The DIT doesn't sit behind the camera, but next to it — with a laptop, memory cards, and a monitor showing what's being recorded. Their job begins as soon as the camera rolls: they receive the raw digital data, check it for errors, archive it redundantly, and ensure that footage isn't lost. This sounds like IT work, and that's exactly what it is — but with cinematic depth of field.

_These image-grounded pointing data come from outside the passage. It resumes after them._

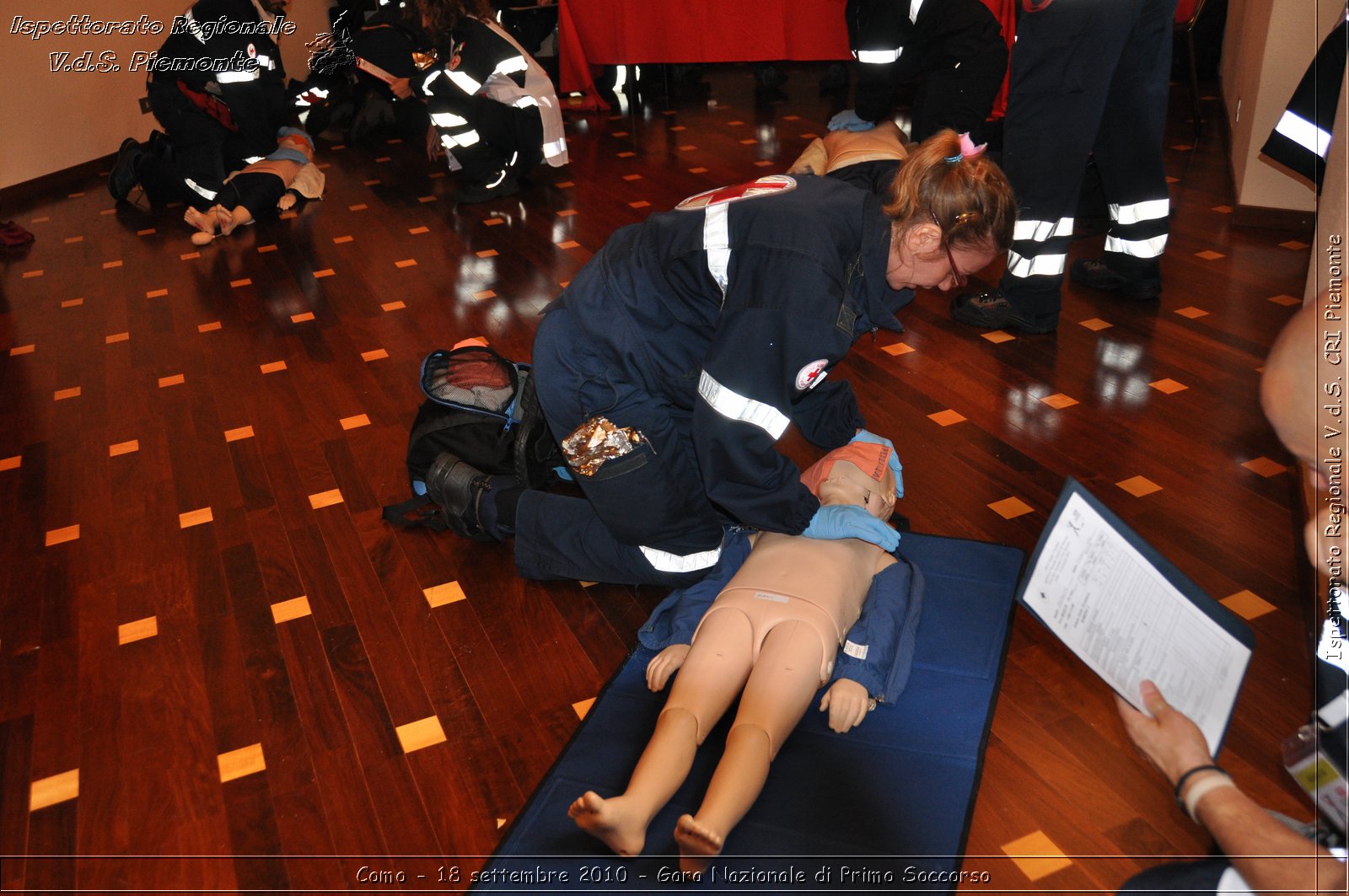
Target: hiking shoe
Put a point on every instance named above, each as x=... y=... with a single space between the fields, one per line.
x=458 y=487
x=993 y=311
x=474 y=193
x=1099 y=276
x=123 y=175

On set, the DIT has three central functions. Data Management is the first: after each scene, the memory card is brought to the copying station — the DIT copies raw footage to fast SSDs, verifies integrity via checksums, and immediately creates a backup. If a card fails, the footage isn't gone. Color Reference is the second: the DIT creates Look-Up Tables (LUTs) based on the camera's log color space and the DoP's intention. This LUT is applied to their monitor so that the director sees during shooting how the final color grading might look — not the flat camera log image. The third function is Metadata and Documentation: the DIT notes camera settings, lens data, ISO values, frame rates, and embeds this information directly into the digital material. This saves post-production hours of detective work later.

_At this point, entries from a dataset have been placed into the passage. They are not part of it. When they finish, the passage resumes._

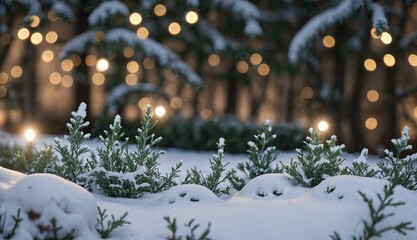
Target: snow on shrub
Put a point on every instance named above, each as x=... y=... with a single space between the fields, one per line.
x=398 y=169
x=269 y=186
x=261 y=156
x=319 y=160
x=188 y=193
x=47 y=207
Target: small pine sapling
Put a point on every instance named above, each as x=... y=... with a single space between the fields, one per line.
x=72 y=166
x=173 y=228
x=400 y=171
x=104 y=228
x=37 y=161
x=55 y=232
x=377 y=212
x=152 y=180
x=318 y=161
x=5 y=232
x=214 y=179
x=261 y=156
x=116 y=172
x=360 y=166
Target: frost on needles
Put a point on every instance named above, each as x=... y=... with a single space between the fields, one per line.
x=121 y=173
x=319 y=160
x=213 y=180
x=261 y=156
x=72 y=166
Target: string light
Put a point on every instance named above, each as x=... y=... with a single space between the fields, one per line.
x=142 y=33
x=386 y=38
x=47 y=56
x=371 y=123
x=213 y=60
x=23 y=33
x=29 y=134
x=36 y=38
x=242 y=67
x=374 y=34
x=191 y=17
x=102 y=65
x=148 y=63
x=51 y=37
x=131 y=79
x=323 y=126
x=34 y=21
x=160 y=111
x=328 y=41
x=5 y=38
x=160 y=10
x=100 y=36
x=206 y=114
x=143 y=103
x=3 y=91
x=174 y=28
x=389 y=60
x=91 y=60
x=67 y=65
x=372 y=95
x=76 y=60
x=132 y=67
x=128 y=52
x=412 y=59
x=135 y=18
x=255 y=59
x=16 y=71
x=307 y=93
x=370 y=64
x=4 y=78
x=52 y=16
x=98 y=79
x=263 y=69
x=176 y=103
x=67 y=81
x=55 y=78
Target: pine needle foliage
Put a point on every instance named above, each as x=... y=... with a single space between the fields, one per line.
x=191 y=225
x=152 y=180
x=104 y=227
x=213 y=180
x=360 y=166
x=72 y=166
x=115 y=171
x=400 y=170
x=8 y=232
x=377 y=212
x=261 y=156
x=319 y=160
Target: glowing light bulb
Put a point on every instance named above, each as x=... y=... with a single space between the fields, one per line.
x=29 y=134
x=160 y=111
x=174 y=28
x=135 y=18
x=323 y=126
x=102 y=65
x=191 y=17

The position requires hybrid expertise: camera understanding (you need to know what RAW, Log, and color spaces mean), solid IT skills (file structure, storage management, network stability), and color literacy (at least the basics of grading to build meaningful LUTs). The DIT is not a second assistant camera — that's a common misconception. The focus puller or 1st AC handles focus and optics; the DIT handles the digital nervous system behind it. On larger productions with multiple cameras, there's often one DIT per camera or a DIT team with a lead. On smaller sets, one person can split both roles, but that's chaotic.
In post-production, the DIT is often the interface to the colorist and editor: they deliver organized material with correct metadata, and their LUT provides a consistent color starting point. A good DIT not only saves time but prevents material disasters and documents the creative intent of the shoot for later.